I lunge for him, but the guards beat me back with the butts of their rifles.

"Enough," he says calmly.  "We must keep him as pretty as his loving uncle desires...for now."  He steps from behind his desk, paces around me, eyes lingering on every obvious defect of my body.  "Never mind, Doctor.  We will find out all about that, later--what you enjoy, and what you loathe, and what, step by step, led you to become the gross and despicable monster that you have sunken to, capable of beheading a kid not old enough to vote in your own country."

"And what about Aron?" I ask, wiping the blood from my mouth.  "How old would you say he was?"

His eyes burn at that, but he controls the suddenly-tensed muscles.  "You have no right to say anything to me about Aron!  You used that child—you and your cohorts put him in harm's way.  You tortured his soul to death before he ever got to me."  Calmer, he says, "Did you know that he regarded Cyran as a god?"

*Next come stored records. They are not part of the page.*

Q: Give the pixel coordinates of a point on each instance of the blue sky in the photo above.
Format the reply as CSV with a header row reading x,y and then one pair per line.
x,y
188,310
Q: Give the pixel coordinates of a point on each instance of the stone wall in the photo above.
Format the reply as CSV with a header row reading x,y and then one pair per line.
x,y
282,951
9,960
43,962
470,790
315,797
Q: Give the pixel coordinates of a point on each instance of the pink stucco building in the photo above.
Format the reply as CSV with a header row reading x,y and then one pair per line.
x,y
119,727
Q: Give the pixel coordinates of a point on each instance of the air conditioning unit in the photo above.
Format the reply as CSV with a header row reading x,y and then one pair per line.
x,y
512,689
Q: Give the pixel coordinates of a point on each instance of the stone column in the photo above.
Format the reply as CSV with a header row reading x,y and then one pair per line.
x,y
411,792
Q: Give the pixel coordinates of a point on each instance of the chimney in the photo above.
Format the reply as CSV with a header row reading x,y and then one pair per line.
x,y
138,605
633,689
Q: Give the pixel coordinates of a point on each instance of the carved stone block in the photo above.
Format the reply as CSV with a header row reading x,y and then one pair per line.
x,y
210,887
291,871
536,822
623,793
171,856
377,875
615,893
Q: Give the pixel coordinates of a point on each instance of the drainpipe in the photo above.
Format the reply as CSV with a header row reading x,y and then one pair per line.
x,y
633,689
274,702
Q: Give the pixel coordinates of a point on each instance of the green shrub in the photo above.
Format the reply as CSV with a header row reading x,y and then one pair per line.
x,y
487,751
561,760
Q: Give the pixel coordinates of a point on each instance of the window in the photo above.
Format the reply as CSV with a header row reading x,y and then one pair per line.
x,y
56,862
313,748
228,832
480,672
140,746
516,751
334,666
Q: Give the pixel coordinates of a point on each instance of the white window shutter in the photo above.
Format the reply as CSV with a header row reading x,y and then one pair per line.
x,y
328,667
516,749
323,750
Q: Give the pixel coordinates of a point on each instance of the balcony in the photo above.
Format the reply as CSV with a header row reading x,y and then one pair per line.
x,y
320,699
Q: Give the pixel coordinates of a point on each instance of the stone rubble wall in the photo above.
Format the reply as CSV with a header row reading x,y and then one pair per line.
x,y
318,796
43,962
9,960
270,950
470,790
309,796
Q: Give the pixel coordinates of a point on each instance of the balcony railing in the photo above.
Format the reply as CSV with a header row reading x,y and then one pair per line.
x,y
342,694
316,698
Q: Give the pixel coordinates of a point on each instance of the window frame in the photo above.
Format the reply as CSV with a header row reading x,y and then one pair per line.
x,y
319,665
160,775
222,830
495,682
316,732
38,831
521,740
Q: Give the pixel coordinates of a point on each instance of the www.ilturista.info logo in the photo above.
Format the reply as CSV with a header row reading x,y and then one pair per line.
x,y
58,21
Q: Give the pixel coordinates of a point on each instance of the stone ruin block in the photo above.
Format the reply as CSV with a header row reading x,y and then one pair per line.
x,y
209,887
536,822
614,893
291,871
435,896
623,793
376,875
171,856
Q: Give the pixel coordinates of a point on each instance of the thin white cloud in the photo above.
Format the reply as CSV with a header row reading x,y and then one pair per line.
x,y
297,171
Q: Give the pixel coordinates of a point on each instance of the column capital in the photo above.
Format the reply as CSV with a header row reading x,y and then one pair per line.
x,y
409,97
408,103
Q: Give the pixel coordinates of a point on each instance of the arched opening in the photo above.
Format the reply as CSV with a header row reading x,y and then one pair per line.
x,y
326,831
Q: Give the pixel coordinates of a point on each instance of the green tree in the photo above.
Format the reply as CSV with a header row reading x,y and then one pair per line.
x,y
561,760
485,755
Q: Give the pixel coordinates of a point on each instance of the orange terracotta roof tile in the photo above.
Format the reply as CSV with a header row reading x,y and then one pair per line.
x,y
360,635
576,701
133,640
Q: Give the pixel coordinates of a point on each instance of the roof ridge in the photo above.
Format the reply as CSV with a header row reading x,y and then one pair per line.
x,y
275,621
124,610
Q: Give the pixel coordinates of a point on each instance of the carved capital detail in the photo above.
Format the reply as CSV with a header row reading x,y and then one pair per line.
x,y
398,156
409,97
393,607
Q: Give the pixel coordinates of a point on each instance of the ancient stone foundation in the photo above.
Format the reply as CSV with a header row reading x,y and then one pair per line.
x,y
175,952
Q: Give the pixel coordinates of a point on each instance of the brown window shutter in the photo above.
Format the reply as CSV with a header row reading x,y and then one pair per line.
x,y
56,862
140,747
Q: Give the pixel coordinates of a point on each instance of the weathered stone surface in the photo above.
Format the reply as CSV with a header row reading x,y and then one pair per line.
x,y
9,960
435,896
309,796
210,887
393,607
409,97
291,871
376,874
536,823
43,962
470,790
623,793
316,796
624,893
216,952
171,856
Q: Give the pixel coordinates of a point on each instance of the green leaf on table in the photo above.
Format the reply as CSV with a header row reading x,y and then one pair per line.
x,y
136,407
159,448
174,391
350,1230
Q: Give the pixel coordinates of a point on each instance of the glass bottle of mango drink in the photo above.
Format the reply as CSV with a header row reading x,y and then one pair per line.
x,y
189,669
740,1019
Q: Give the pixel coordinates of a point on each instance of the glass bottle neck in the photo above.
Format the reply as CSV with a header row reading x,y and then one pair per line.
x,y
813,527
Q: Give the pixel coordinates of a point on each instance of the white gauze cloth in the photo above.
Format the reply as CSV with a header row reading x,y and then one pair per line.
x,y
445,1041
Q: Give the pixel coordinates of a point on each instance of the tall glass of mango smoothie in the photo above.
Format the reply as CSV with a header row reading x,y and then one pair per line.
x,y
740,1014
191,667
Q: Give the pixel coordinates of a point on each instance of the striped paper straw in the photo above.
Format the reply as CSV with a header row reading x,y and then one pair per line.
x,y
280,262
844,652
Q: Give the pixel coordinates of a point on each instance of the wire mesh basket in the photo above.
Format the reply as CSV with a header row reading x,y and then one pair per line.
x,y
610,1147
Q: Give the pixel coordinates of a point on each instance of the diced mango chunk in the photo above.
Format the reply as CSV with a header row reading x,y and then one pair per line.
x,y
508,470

I shrug.  "The Charadoc practices freedom of religion these days--at least for those with money."

With scathing loathing he says, "Ohhhh, aren't you the shameless one.  Guards, take him to the commissary, to the special cage we've built.  The one high up on its own reinforced platform, with an excellent view all around. "  He grins at me mirthlessly.  "I don't have to 'fish' very far, Dr. deGroot, to see your weakness.  Someone as big as you can starve to death without any visible evidence at all."

As we walk down towards the mess-hall, what bothers me most is how good the blood of my own lip tastes to me now, already, when I have nothing else to taste.)